AS GERAÇÕES DE UM CASACO DE INVERNO

Antonia Marchesin Gonçalves

 

                Uma viagem traumática a nossa vinda para o Brasil!  Vinte e dois dias no navio, minha mãe sozinha com os três filhos, pois papai já tinha vindo dois anos e meio antes, após guerra. Eu, a do meio, dos três passei todo o tempo com enjoos, mal conseguia comer, vivia mais a base de maçã. Muitas coisas aconteceram nessa viagem, mas contarei em outra oportunidade.            
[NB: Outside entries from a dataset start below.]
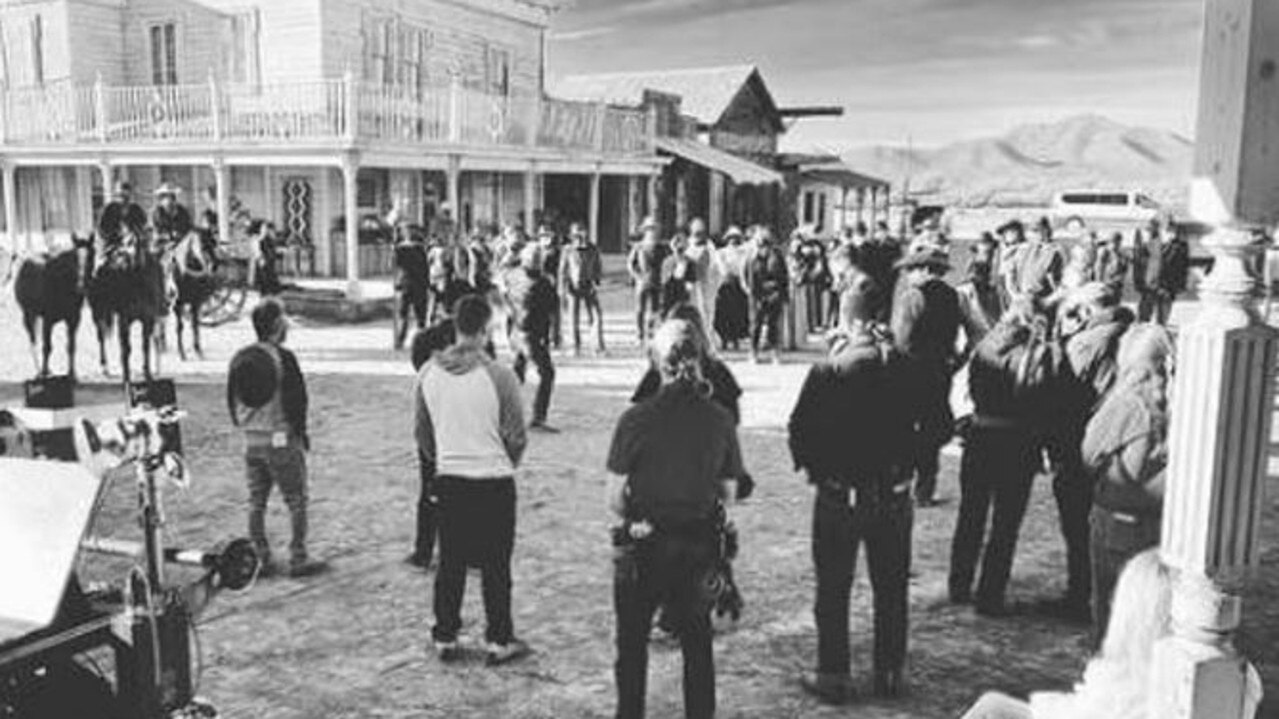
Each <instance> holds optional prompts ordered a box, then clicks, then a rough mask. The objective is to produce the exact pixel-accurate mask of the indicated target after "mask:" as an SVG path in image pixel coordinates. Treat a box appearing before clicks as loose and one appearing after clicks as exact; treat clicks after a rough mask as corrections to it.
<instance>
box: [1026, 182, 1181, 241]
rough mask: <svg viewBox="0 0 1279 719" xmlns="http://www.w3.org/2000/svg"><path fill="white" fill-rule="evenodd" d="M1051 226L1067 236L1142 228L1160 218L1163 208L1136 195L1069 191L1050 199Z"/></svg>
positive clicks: (1083, 191) (1142, 196) (1134, 192)
mask: <svg viewBox="0 0 1279 719" xmlns="http://www.w3.org/2000/svg"><path fill="white" fill-rule="evenodd" d="M1050 211H1051V215H1053V219H1054V220H1055V223H1054V224H1056V225H1059V226H1062V228H1063V229H1065V230H1067V232H1069V233H1083V232H1086V230H1090V229H1117V228H1119V226H1133V225H1142V224H1146V223H1149V221H1151V220H1154V219H1156V217H1159V216H1160V214H1163V207H1161V206H1160V205H1159V202H1155V201H1154V200H1151V198H1150V197H1147V196H1145V194H1142V193H1140V192H1113V191H1096V189H1072V191H1067V192H1059V193H1056V194H1055V196H1054V197H1053V205H1051V209H1050Z"/></svg>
                Minha mãe não tinha idéia do que iria encontrar, nada sabia, nem da temperatura, nem o tamanho da cidade. Dizia ela que se não viesse papai iria formar outra família, era bonito e já havia montado uma empresa de construção com sócios em São Paulo, no bairro de Pinheiros. Ao desembarcar em Santos assustou-se pensou que estivesse na África, pois ela nunca tinha visto uma pessoa de cor negra. Os estivadores todos sem camisa, suados e carregando as bagagens, tudo muito movimentado e falavam aos gritos.
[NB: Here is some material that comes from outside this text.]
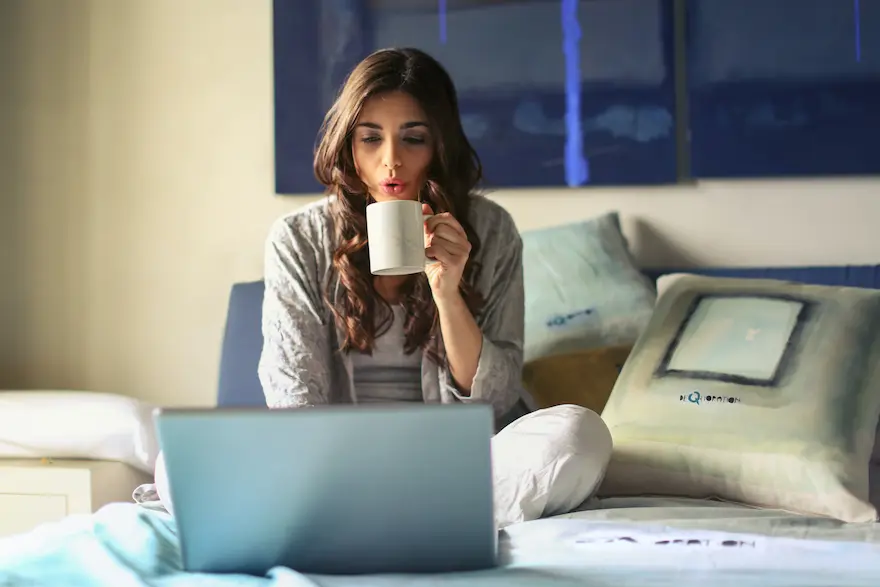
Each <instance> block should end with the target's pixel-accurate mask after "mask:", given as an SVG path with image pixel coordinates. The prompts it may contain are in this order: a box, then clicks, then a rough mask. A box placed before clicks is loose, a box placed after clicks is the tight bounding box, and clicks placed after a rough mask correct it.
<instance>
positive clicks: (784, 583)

                A sorte que logo avistou meu pai, agarrando as nossas mãos com força. Em suas bagagens, além de nossas roupas serem diferentes dos daqui, lindas camisolas longas de seda pura e rendas maravilhosas, conjuntos típicos da época, anos cinquenta, chegamos em cinquenta e um, blusas de seda e um casaco de pura lã preto estilo militar, que chegava até os pés. Com emoção e lágrimas nos olhos conta que a família toda foi se despedir em Genova e que a irmã mais velha tirou o seu colar de perolas que tinha e o colocou em minha mãe como lembrança, todos eram contra que ela viesse, tenho o colar até hoje.

                Mas, voltando ao casaco preto, aqui foi pouco usado por ela, o inverno sendo mais ameno que na Itália, ele foi ficando no armário, não tinha coragem de se desfazer dele, a moda mudava e o casaco ficava. Desde mocinha eu sempre tinha ideias criativas para as minhas roupas, ela as costurava, mas eu sempre punha um detalhe diferenciado. Quando comecei a trabalhar no Banco, não podia usar calças compridas, eram saias, meias de nylon, nem sandálias se usavam.

                Mexendo no armário de mamãe descobri o tal casacão e dei a ideia de reformá-lo para usar para trabalhar. Apesar de relutar gostou, mas ela não saberia lidar com a tal reforma, resolvemos encontrar uma boa costureira, que por sinal costurou por anos para mim, inclusive meu vestido de noiva, aceitava sempre as minhas sugestões. Eram os anos sessenta, transformei num casaco curto até os joelhos transpassado, com quatro botões e para dar mais leveza comprei tecido de lã xadrez branco e preto e forramos os botões e a gola estilo paletó também desse tecido, ficou muito chique.

                Ao me casar foi para o meu armário. Anos mais tarde após a quarta gravidez já não me cabia mais, mas não me desfiz dele. Passados alguns anos, a minha filha caçula adolescente se encantou com o casaco e passou a usar fazendo muito sucesso. Quando se casou com chileno, meu genro e lá mora, levou o casaco com ela, magra até hoje como eu era, mesmo com dois filhos, acredito que ainda faz parte do seu armário o querido casaco.